Removal of the factors causing irritation in the mucous membranes or treating the underlying allergies with nasal steroid sprays can reduce the swelling and improve breathing. But when this swelling is chronic, surgery may be required to reduce the size of the inferior turbinates.
What Will My Recovery Be Like After Turbinate Reduction Surgery?
Your recovery is individual, based on how much excess tissue Dr. Rachel had to remove and whether your turbinate surgery was combined with another procedure such as a septoplasty or a sinus dilation. You will get specific details during your consultations, but here are some general recovery guidelines.

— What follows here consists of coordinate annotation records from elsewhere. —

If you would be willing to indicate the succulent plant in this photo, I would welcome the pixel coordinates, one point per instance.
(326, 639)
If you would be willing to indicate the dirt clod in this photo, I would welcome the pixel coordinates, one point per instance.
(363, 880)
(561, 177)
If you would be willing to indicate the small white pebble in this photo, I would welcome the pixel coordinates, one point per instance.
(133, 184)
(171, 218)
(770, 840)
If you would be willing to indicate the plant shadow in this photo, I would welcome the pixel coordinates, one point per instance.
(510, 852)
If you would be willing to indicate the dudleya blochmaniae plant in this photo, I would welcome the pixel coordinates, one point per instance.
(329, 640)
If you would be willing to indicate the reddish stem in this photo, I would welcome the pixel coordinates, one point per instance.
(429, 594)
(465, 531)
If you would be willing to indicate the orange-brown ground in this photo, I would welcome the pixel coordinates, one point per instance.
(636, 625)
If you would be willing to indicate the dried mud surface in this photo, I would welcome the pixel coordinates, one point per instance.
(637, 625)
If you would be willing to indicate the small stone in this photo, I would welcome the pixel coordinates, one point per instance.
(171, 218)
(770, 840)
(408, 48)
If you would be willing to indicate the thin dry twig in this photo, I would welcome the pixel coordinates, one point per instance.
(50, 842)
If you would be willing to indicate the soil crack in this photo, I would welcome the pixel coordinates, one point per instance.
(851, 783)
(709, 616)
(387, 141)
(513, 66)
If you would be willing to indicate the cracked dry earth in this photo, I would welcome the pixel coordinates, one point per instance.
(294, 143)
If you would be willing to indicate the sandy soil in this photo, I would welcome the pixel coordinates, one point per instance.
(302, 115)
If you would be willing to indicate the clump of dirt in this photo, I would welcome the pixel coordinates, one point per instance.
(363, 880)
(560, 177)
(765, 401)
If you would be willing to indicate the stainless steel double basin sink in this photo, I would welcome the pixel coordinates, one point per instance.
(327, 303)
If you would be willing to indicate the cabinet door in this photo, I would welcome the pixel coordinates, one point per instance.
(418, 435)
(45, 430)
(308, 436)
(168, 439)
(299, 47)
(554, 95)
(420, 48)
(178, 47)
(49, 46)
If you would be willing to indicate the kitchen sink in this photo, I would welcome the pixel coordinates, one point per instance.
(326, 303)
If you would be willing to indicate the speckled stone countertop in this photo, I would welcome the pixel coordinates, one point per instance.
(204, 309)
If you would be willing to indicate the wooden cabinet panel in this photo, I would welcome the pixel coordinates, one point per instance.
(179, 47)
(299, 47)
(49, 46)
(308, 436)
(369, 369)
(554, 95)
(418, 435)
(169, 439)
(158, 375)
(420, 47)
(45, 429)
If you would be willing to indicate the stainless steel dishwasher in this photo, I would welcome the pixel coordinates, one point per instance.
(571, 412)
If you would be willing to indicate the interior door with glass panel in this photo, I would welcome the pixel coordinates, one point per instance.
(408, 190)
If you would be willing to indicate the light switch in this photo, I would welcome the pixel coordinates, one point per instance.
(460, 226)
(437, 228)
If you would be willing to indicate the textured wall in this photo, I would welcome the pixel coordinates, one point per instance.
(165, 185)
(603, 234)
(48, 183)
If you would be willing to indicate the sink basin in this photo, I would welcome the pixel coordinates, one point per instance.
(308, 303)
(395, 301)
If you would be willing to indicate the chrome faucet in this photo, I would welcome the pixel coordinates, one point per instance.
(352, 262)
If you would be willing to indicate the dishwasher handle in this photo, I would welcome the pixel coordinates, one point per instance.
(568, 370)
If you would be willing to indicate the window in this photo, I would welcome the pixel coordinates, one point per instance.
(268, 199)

These procedures can be minimally invasive, so the recovery is not overly difficult. Your nose will feel stuffy for a few days to a week, but your breathing may improve quickly.
Is Turbinate Reduction Surgery Safe?
This is a safe procedure. Dr. Rachel uses the most minimally invasive methods for these turbinoplasties. There can be some post-operative bleeding and bloody discharge, but this can be stemmed by the use of nasal saline mist spray every 2-3 hours. We will provide you will all the instructions on how to care for your sinuses after this procedure. This is a very successful, safe procedure.
Will My Nose Look Different After Turbinate Reduction Surgery?
This procedure simply removes the excess tissue of the inferior turbinate. It does not change the external appearance of the patient’s nose when performed alone without additional nasal procedures.